アリョーシャの母親代わりだった姉のナターシャも、病気のために、わずか14歳にして亡くなってしまう。孤独になったアリョーシャは、かつて父親の同僚であったという男のところに引き取られるが、家族との関係がうまくいかず、1人で抜け出してくる。名前だけを頼りに、まだ見たことのない兄弟を探し始める。しかし、兄弟に会うことができたのは、数十年後、アリョーシャが作家として成功してからだった。

アリョーシャは少年時代の大半を、戦争孤児を受け入れていた軍隊で過ごすことになる。そこで、勉強や、銃の扱い方を学ぶ。アリョーシャは特に詩を書くことに興味を持ち、ノートに書きためていく。また、担任の女教師のことが気になり始め、彼女が裸で日光浴をしているところをこっそり覗いたりする。しかし、恋人といるところを目撃してしまい、窓際に体操すわりをして涙を流すといったことも。

学校の近くには、ドイツ軍が駐屯していた。アリョーシャの友達であるバーリャは、強制収容所にいた経験があり、そこで両親を失っていた。彼は常にドイツ軍の様子をうかがい、いつか大量の爆弾を投げ込んでやる気でいた。

ある日の授業で、「父親は戦争のために何をしたか」という作文の課題が出された。父親は生きていると信じている子もいれば、辛いことを思い出す子もいた。バーリャは、目に涙をためながら、一番に作文を書き上げて教室を出ていった。そして、ドイツ軍のところへ向かった。大量の手りゅう弾をロープでひとくくりにして、導火線に火をつけるが、持ち上げた途端ばらばらになってしまった。必死に火を消そうとするが間に合わず、その場で爆発してしまう。その後、クラスの子供たちが集められ、バーリャが書いた作文が先生によって読み上げられる。

その事件以降、一切の武器を持つことが禁じられた。ただアリョーシャは、枕の中に短剣を隠していた。その短剣は見つかり、取り上げられそうになるが、アリョーシャは必死でしがみついた。それは父親の意思を受け継ぐように渡された大事な贈り物だった。教官に向かって「ファシスト!」と罵倒したことが問題になり、アリョーシャの処分についての会議が開かれたが、そこで、つらい目にあってきた子供たちのことが見直される。少し救われるラストだった。


2013/08/22

村 (1982) <未>

Konopielka (1982) ★★★★

ポーランドの変な映画。IMDbによると、ドイツ語タイトルで Das Dorf = 村。電気も機械もない、文明からかけ離れたある村で起こった不思議な話。予算的にはそんなにかけていないと思われる映像。しかも白黒。話のメインはKaziukというおじさんだが、その息子役として少年が登場する。

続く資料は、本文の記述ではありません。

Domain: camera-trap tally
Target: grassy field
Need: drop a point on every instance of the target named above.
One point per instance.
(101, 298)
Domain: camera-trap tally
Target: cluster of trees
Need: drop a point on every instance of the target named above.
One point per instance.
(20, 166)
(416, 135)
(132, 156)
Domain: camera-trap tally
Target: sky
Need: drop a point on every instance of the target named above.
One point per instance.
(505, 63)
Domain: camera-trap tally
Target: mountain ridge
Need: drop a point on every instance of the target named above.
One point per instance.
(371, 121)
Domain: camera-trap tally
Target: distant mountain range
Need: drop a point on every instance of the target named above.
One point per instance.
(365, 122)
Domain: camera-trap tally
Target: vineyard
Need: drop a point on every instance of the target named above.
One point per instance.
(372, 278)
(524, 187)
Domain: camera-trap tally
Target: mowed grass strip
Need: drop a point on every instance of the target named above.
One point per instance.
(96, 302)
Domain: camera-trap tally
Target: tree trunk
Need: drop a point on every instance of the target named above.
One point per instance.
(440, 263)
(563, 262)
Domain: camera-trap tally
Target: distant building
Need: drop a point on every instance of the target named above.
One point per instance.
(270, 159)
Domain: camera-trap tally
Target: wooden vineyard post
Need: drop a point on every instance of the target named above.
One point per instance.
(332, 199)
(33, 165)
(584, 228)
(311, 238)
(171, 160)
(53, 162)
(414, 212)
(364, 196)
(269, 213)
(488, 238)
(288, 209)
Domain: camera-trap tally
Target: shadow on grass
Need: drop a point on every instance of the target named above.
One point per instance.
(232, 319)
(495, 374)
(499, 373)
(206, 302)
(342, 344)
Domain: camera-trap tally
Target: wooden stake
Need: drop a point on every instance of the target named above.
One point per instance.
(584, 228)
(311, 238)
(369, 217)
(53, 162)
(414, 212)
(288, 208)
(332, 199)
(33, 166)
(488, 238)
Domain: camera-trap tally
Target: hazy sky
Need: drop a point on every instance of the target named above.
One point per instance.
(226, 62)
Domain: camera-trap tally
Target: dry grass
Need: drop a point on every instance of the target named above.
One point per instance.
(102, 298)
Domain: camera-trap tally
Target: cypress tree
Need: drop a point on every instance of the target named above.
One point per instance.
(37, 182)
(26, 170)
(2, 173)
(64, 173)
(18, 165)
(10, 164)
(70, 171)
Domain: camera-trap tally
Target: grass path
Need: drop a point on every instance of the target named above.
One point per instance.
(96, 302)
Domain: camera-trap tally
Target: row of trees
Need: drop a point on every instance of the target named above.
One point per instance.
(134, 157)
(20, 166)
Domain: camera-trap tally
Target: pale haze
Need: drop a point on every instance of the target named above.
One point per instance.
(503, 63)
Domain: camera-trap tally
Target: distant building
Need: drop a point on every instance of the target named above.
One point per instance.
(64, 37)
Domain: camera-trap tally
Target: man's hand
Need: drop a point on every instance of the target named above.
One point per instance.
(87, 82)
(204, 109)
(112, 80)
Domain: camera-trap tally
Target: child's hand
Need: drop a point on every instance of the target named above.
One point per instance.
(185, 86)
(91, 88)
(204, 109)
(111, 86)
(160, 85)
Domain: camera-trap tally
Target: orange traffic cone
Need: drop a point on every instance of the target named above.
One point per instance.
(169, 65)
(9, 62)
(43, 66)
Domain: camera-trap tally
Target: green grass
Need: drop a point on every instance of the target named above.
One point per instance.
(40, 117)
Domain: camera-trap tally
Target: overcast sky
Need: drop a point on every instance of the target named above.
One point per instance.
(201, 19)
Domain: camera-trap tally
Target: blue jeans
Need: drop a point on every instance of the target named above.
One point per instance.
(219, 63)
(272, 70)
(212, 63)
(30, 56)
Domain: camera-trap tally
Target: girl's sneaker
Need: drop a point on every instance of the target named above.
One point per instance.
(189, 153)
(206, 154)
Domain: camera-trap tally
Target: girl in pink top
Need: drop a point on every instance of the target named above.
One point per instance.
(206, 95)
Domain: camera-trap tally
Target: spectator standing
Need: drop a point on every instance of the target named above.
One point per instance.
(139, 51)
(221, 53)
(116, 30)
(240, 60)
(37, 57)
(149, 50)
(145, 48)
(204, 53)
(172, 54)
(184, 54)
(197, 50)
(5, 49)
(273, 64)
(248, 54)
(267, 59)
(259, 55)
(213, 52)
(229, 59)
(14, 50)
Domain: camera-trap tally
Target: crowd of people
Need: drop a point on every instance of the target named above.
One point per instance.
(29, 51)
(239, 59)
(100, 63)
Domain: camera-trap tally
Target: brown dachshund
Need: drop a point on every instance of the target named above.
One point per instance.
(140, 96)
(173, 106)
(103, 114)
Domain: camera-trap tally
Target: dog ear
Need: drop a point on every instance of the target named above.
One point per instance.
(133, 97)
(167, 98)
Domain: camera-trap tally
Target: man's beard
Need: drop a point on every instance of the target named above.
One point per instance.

かなりの頑固おやじKaziukとその息子Ziutek(Tomasz Jarosinski)は馬車に乗って、森へ木を伐りに行く。その途中で、2人は、謎の浮浪者と出会う。どこから来たのかを訪ねても、"I’m from the World."と答えるだけ。それ以降、村では異常な出来事が起こり始める。

あるときKaziuk一家の馬が子牛を産む。この異変を聞きつけた近所の人たちが集まってきて、ある男がわけのわからないことを言い始める。「悪魔がこの村を通り過ぎた。世界が変わり始める。牛が馬を産み、羊が豚を産み、男は男と寝て、女は女と寝る。太陽は西からのぼり、東に沈む・・・」というようなことを。

そのすぐあとに、村を文明化しようと、都会から男と女がやってくる。その女は教師で、しかも美人だったので、Kaziukは、ことあるごとにエロい夢や妄想に駆り立てられる。なんだかよくわからないが、最終的にその女教師の色気が原因で、村が壊滅したのだと思う。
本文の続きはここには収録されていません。